Trainingslager der Leistungsgruppe im Frankenjura

>> Magnesia geschwängerte Kletterhallenluft, Schweiß treibendes Routen spulen an bunten Kunststoffgriffen, abgefahrene Bewegungen im Boulderraum, Ringbänder strapazierendes Hangeltraining am Campusboard und all das an möglichst neun Tagen pro Woche. Assoziationen, die manch einem spontan zum Thema Wettkampfklettern kommen könnten. Dass auch das Felsklettern und der damit verbundene „Lifestyle“ beim leistungsorientierten Training ihren Platz haben, hat die noch junge Leistungsgruppe des Climbing Team Stuttgart bei einem viertägigen Trainingslager in der Fränkischen Schweiz erlebt. <<

 

Wettkampfklettern bedeutet, früh aufzustehen. Das haben die Teilnehmer der Leistungsgruppe bereits bei den ersten Wettkämpfen dieses Jahres lernen müssen. So ging es beispielsweise zu den 8. Münchener Stadtmeisterschaften im Juni um 6:00 Uhr in aller Frühe los. Beim Felsklettern darf es auch mal etwas später sein. Um 10:00 Uhr des ersten Sommerferientags trafen wir uns bei einsetzendem Regen, der die Vorfreude auf die nächsten Tage jedoch ebenso wenig dämpfen konnte wie die heftigen Regengüsse während der Reise.
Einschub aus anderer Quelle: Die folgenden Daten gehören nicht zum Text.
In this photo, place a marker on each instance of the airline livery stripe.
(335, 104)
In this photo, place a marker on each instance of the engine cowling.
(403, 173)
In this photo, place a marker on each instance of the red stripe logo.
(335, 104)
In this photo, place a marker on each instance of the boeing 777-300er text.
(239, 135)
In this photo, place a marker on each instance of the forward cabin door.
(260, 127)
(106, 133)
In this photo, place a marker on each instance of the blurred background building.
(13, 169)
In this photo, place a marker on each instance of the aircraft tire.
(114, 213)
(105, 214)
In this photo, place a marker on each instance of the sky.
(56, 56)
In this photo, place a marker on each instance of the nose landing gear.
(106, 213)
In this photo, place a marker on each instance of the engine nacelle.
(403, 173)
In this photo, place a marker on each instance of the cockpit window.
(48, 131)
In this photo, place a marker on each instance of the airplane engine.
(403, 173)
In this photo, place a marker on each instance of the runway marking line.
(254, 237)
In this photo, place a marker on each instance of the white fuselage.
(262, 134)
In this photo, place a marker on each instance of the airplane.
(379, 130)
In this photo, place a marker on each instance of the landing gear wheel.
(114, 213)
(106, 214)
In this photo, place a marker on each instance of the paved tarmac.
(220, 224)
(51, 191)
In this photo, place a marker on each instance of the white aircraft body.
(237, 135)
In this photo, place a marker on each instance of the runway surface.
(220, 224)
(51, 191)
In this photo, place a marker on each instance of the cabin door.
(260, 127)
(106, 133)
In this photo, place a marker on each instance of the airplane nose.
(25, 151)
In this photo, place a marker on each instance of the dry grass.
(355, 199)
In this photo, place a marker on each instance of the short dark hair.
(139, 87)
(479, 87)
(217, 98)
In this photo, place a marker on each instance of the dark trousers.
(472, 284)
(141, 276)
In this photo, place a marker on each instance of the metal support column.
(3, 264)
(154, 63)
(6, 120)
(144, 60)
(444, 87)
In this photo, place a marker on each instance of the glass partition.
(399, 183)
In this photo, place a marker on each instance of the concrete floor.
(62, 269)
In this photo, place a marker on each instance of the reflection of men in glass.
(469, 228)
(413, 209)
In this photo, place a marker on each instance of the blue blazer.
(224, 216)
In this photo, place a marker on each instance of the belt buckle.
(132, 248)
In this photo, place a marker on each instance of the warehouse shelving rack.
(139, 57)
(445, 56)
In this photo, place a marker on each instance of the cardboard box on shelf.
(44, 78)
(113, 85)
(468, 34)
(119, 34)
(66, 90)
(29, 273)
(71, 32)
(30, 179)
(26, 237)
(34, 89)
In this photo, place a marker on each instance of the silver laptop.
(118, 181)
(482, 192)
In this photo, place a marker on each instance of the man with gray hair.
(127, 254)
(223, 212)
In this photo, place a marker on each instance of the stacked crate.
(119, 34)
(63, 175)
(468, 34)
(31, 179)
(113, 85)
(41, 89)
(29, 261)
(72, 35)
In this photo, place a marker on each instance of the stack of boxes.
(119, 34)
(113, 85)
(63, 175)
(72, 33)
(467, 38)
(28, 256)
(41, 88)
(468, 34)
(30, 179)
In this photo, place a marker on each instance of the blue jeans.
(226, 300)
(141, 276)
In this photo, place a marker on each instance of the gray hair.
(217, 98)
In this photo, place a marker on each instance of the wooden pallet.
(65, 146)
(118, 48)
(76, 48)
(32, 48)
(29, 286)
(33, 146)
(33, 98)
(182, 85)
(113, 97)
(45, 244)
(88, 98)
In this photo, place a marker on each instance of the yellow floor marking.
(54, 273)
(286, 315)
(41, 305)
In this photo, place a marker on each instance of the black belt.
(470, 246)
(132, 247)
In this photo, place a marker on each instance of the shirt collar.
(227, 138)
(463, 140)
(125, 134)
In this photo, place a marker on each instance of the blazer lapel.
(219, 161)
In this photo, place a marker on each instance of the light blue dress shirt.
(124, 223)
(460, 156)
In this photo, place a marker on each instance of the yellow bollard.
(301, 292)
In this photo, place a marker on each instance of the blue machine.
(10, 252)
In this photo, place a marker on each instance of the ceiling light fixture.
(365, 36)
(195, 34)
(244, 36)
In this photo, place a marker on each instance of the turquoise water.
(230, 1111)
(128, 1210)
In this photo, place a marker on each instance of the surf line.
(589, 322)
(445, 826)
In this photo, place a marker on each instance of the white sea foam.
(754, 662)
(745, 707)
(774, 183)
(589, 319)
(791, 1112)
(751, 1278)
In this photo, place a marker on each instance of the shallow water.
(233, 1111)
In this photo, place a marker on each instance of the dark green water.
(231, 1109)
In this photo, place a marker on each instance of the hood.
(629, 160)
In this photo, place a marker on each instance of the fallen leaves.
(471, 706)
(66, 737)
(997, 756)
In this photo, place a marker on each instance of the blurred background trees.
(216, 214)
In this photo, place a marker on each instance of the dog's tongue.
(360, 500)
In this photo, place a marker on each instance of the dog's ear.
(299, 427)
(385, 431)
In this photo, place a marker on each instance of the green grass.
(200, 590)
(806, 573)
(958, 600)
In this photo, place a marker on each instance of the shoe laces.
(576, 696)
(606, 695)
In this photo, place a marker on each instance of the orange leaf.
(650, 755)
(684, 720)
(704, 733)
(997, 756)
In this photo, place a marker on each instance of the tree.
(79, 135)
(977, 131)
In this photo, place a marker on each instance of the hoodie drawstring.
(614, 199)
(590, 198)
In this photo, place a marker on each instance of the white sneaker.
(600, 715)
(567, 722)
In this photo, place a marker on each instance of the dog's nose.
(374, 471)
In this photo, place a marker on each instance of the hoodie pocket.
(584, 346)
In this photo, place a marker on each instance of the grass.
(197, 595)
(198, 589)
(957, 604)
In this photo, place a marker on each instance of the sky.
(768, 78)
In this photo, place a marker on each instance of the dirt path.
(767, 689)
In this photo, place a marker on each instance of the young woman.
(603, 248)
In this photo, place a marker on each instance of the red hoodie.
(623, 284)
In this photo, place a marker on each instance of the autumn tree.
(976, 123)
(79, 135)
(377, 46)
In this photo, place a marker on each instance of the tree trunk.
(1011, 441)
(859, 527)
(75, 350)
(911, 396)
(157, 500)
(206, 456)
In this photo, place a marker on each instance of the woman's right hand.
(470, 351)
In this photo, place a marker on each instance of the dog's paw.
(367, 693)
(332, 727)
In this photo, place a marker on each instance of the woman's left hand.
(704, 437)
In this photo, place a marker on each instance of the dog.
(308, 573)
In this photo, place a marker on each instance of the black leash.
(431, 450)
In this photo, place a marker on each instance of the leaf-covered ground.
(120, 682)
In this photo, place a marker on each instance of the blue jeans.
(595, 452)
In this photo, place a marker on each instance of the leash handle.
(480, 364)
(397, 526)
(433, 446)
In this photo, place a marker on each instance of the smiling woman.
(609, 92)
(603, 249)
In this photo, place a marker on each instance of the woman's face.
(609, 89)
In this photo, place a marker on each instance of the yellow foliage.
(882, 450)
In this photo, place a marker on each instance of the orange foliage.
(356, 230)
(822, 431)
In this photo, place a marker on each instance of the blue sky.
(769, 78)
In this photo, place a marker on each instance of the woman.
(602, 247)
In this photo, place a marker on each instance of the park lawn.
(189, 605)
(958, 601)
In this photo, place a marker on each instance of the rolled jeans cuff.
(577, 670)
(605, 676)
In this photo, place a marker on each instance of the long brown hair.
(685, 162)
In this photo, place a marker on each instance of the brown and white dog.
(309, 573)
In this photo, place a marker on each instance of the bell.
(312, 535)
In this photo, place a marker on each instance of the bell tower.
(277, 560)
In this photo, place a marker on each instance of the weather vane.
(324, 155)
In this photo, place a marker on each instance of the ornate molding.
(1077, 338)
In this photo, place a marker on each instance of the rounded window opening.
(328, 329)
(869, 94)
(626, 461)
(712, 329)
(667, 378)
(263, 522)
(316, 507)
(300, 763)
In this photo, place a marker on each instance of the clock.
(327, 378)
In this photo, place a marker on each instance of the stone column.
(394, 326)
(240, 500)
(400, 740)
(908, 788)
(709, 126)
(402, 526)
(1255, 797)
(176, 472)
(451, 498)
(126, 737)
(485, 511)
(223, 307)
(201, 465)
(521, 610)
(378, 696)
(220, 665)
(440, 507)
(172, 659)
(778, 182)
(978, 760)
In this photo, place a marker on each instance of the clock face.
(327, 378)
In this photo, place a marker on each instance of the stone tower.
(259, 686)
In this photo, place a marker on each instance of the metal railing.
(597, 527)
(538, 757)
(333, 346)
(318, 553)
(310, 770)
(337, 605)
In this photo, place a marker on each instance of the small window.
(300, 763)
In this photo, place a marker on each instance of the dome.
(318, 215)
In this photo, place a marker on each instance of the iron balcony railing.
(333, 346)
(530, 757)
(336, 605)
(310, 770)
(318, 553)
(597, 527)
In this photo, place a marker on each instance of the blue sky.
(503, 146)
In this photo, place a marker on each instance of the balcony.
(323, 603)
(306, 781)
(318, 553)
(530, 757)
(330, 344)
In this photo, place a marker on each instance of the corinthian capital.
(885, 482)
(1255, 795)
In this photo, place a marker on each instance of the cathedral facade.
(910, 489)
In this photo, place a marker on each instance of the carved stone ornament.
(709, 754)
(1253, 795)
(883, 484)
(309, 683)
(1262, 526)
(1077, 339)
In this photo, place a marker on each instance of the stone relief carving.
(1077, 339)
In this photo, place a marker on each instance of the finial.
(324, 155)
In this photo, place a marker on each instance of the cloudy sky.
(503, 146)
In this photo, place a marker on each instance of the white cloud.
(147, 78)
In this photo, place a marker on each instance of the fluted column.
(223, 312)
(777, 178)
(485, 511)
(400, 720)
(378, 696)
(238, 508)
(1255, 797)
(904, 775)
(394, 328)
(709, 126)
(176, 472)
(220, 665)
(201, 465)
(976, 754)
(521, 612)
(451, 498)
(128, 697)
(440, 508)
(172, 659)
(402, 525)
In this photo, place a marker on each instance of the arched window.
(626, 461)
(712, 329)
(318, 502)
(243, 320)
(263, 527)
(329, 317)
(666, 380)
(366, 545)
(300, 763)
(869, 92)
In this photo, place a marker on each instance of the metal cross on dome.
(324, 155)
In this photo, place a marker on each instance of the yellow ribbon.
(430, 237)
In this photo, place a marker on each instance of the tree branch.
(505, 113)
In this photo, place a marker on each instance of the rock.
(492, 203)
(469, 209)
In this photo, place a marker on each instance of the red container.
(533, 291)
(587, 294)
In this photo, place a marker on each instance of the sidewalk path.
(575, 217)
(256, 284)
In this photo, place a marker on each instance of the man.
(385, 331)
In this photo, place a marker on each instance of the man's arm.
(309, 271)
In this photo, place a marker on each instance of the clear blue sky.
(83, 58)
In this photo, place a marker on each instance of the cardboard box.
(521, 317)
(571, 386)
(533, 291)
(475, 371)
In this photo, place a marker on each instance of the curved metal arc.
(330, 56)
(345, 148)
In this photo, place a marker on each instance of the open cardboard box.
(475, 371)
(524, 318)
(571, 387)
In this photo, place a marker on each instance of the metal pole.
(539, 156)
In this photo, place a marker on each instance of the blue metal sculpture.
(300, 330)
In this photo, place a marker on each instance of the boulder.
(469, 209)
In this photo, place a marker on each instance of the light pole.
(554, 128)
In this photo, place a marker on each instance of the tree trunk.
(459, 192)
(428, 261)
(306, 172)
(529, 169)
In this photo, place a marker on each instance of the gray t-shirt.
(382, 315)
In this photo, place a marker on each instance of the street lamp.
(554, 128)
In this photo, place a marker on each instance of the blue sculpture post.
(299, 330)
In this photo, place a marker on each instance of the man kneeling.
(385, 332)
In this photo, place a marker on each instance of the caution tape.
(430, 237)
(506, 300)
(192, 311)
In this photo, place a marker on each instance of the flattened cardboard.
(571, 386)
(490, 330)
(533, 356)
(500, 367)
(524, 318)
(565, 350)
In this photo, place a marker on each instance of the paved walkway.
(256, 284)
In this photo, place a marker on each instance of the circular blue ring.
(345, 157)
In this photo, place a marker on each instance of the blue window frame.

Außerdem zeigte sich immer mehr des weiß-blauen bayrischen Himmels, je näher wir dem Frankenjura kamen. Kein Wunder, dass der Kletterdrang stieg und bei der Rast abreagiert werden musste. Leider noch nicht am Fels aber mit einem am Rastplatz abgestellten Panzer fand sich schon mal ein ausreichend stabiles Klettergerüst für die ersten Aufwärmübungen.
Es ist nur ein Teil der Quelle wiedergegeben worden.